At that moment, Vāmana grew into a cosmic form — Trivikrama.
With one stride, He covered the earth;
with the second, He spanned the heavens;
and there was no space left for the third.
In that instant of realization, King Bali bowed his head and offered himself — his body, his pride, and his soul — for the Lord’s final step. Vishnu placed His foot upon Bali’s head, sending him to the Pātāla, but blessed him with eternal fame and a promise:
“Once every year, you may return to visit your people, and they shall remember your reign of goodness.”
That promised day became Balipāḍyami.
Across southern India — especially in Karnataka, Andhra Pradesh, and Maharashtra — homes are adorned with rangolis, toranas of mango leaves, and lamps to welcome the beloved king. Special pūjās are performed to Lord Vāmana and King Bali, seeking prosperity and humility in life. Families prepare festive foods such as pāyasam, obattu, holige, and share them with love.
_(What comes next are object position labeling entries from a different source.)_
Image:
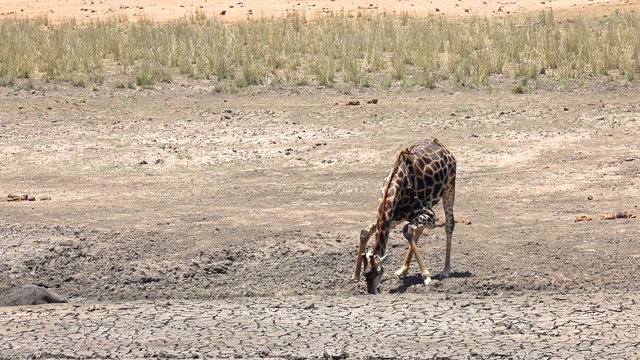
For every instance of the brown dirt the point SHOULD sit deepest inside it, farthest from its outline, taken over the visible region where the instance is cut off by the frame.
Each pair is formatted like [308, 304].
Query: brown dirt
[84, 10]
[178, 204]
In many regions, Balipāḍyami also marks the new year for business communities. Ledgers are opened afresh with prayers for honest earnings and good fortune.
In Kerala, this same legend blooms as Onam, where King Mahābali’s visit is celebrated with floral carpets and feasts — a beautiful expression of devotion beyond time.
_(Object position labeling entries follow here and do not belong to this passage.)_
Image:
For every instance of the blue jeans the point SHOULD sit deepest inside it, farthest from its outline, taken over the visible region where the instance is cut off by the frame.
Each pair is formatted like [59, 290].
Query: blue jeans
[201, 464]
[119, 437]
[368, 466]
Balipāḍyami reminds us that true greatness does not lie in wealth or power, but in humility and surrender. Even when he lost his kingdom, King Bali gained immortality in memory and love. His story teaches us to balance prosperity with righteousness, and to open our hearts as generously as he opened his hands.
As the lights of Deepāvali fade into the new dawn of Kārttika, Balipāḍyami whispers a timeless truth —
When the ego bows, grace descends.
वामनाय नमो नित्यं बलिं च भक्तवत्सलम् ।
ददातु मे मनः शुद्धिं धनं धान्यं च सर्वदा ॥
Vāmanāya namo nityaṁ baliṁ ca bhakta-vatsalam,
Dadātu me manaḥ śuddhiṁ dhanaṁ dhānyaṁ ca sarvadā.
Salutations to Lord Vāmana, the eternal one,
and to King Bali, the ever-loving devotee.
May they bless me with a pure heart,
and with prosperity, virtue, and contentment always.